Ananiadou Sophia, Thompson Paul, Nawaz Raheel, McNaught John, Kell Douglas B
Brief Funct Genomics. 2015 May;14(3):213-30. doi: 10.1093/bfgp/elu015. Epub 2014 Jun 6.
The assessment of genome function requires a mapping between genome-derived entities and biochemical reactions, and the biomedical literature represents a rich source of information about reactions between biological components. However, the increasingly rapid growth in the volume of literature provides both a challenge and an opportunity for researchers to isolate information about reactions of interest in a timely and efficient manner. In response, recent text mining research in the biology domain has been largely focused on the identification and extraction of 'events', i.e. categorised, structured representations of relationships between biochemical entities, from the literature. Functional genomics analyses necessarily encompass events as so defined. Automatic event extraction systems facilitate the development of sophisticated semantic search applications, allowing researchers to formulate structured queries over extracted events, so as to specify the exact types of reactions to be retrieved. This article provides an overview of recent research into event extraction. We cover annotated corpora on which systems are trained, systems that achieve state-of-the-art performance and details of the community shared tasks that have been instrumental in increasing the quality, coverage and scalability of recent systems. Finally, several concrete applications of event extraction are covered, together with emerging directions of research.

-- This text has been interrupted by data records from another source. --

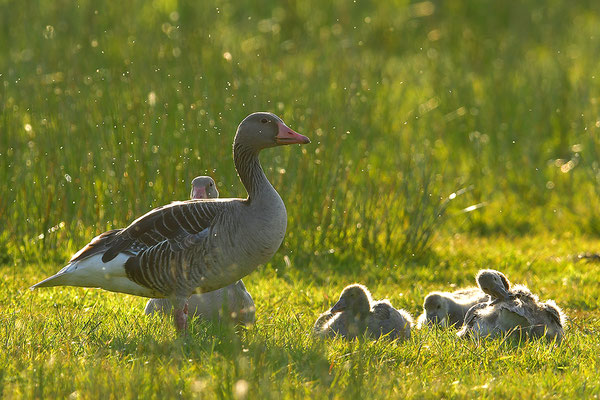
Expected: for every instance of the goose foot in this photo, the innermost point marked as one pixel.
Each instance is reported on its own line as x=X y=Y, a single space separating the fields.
x=180 y=315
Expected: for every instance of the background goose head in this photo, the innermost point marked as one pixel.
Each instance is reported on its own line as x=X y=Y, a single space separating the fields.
x=436 y=308
x=494 y=283
x=203 y=187
x=356 y=299
x=262 y=130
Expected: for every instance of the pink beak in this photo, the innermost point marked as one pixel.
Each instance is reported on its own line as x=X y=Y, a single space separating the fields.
x=199 y=193
x=288 y=136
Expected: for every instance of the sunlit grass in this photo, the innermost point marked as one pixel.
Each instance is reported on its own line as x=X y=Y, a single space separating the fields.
x=111 y=108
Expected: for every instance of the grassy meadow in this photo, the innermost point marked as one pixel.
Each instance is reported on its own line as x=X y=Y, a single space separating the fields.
x=447 y=136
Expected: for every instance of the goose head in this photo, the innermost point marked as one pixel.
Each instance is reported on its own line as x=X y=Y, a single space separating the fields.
x=494 y=283
x=436 y=308
x=262 y=130
x=355 y=299
x=203 y=187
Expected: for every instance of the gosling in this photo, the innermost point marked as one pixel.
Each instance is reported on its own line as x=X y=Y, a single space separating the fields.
x=512 y=311
x=449 y=309
x=355 y=314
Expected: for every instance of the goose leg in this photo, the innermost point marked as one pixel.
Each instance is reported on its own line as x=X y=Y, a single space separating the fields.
x=180 y=311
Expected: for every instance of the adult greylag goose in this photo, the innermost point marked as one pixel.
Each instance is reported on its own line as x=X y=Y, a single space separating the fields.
x=449 y=308
x=355 y=313
x=513 y=311
x=232 y=302
x=193 y=246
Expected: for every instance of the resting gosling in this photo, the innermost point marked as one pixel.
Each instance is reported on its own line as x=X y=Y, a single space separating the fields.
x=449 y=309
x=512 y=311
x=355 y=313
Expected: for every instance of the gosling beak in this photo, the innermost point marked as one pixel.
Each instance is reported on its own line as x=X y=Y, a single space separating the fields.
x=287 y=136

对基因组功能的评估需要在源自基因组的实体与生化反应之间建立映射关系,而生物医学文献是有关生物成分之间反应的丰富信息来源。然而,文献数量的日益快速增长既给研究人员带来了挑战,也为他们提供了机遇,使其能够及时、高效地分离出感兴趣反应的信息。作为回应,生物学领域最近的文本挖掘研究主要集中在从文献中识别和提取“事件”,即生化实体之间关系的分类、结构化表示。功能基因组学分析必然包含如此定义的事件。自动事件提取系统有助于开发复杂的语义搜索应用程序,使研究人员能够对提取的事件进行结构化查询,从而指定要检索的精确反应类型。本文概述了事件提取的近期研究。我们涵盖了用于训练系统的带注释语料库、达到当前最佳性能的系统以及对提高近期系统的质量、覆盖范围和可扩展性起到重要作用的社区共享任务的细节。最后,介绍了事件提取的几个具体应用以及新兴的研究方向。